One unusually successful physician used to recommend cucumbers because they were "so crisp and easily digested.'
Cucumbers should be gathered in the early morning, laid in ice water for an hour or two, then kept in the ice box or on the cellar bottom until serving time. Or, when they come from the market, they should be put at once into ice water and kept in it until thoroughly refreshed. Cucumbers are nearly always left on the vines until they are too old. Many never know the delightful flavor of cucumbers in which the seeds are just formed but not developed.
Pare nice crisp cucumbers, cut in quarters lengthwise and serve on a flat dish, to be eaten with or without salt the same as celery. This is by far the most enjoyable way to serve cucumbers.
Pare and slice cucumbers in not too thin slices. Pass lemon juice, salt and oil with them. Some prefer them with salt and oil only; others with lemon juice and salt.

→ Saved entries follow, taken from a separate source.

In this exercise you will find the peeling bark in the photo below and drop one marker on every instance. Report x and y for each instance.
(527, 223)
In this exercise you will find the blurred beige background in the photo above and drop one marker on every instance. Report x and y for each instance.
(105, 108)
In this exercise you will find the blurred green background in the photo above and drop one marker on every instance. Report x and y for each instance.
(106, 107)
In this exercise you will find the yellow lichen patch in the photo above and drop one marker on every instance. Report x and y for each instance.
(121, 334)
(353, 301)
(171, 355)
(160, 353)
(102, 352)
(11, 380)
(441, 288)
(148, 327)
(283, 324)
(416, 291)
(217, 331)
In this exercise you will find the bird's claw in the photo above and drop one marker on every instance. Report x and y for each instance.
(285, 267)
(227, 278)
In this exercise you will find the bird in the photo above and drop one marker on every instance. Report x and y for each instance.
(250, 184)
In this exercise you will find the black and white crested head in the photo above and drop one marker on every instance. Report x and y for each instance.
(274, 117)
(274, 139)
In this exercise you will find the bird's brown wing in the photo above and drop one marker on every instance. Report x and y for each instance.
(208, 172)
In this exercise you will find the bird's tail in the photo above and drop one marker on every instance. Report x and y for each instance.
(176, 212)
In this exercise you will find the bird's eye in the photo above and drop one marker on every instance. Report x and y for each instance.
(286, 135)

If not thoroughly crisp, or if prepared some time before serving, lay in ice water without salt. Salt wilts and toughens them.

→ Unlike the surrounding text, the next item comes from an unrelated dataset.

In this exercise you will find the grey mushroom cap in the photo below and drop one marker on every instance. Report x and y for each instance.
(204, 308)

Pare cucumbers, cut into halves lengthwise, crosswise also if long. If seeds are large, remove them, but younger fruit is better.
Lay the pieces cut side down in perfectly boiling unsalted water. When nearly tender 15-20 m., add a little salt to the water and finish cooking. They should be just tender, not soft when done. They will take about 20-25 m. cooking in all, never over 30 m. Drain thoroughly. Serve with sauce 75, 34, 28 or 29 or with 16 made of cocoanut or dairy milk. On toast, with egg cream sauce like asparagus, they are especially nice. Sprinkle chopped parsley in the sauce.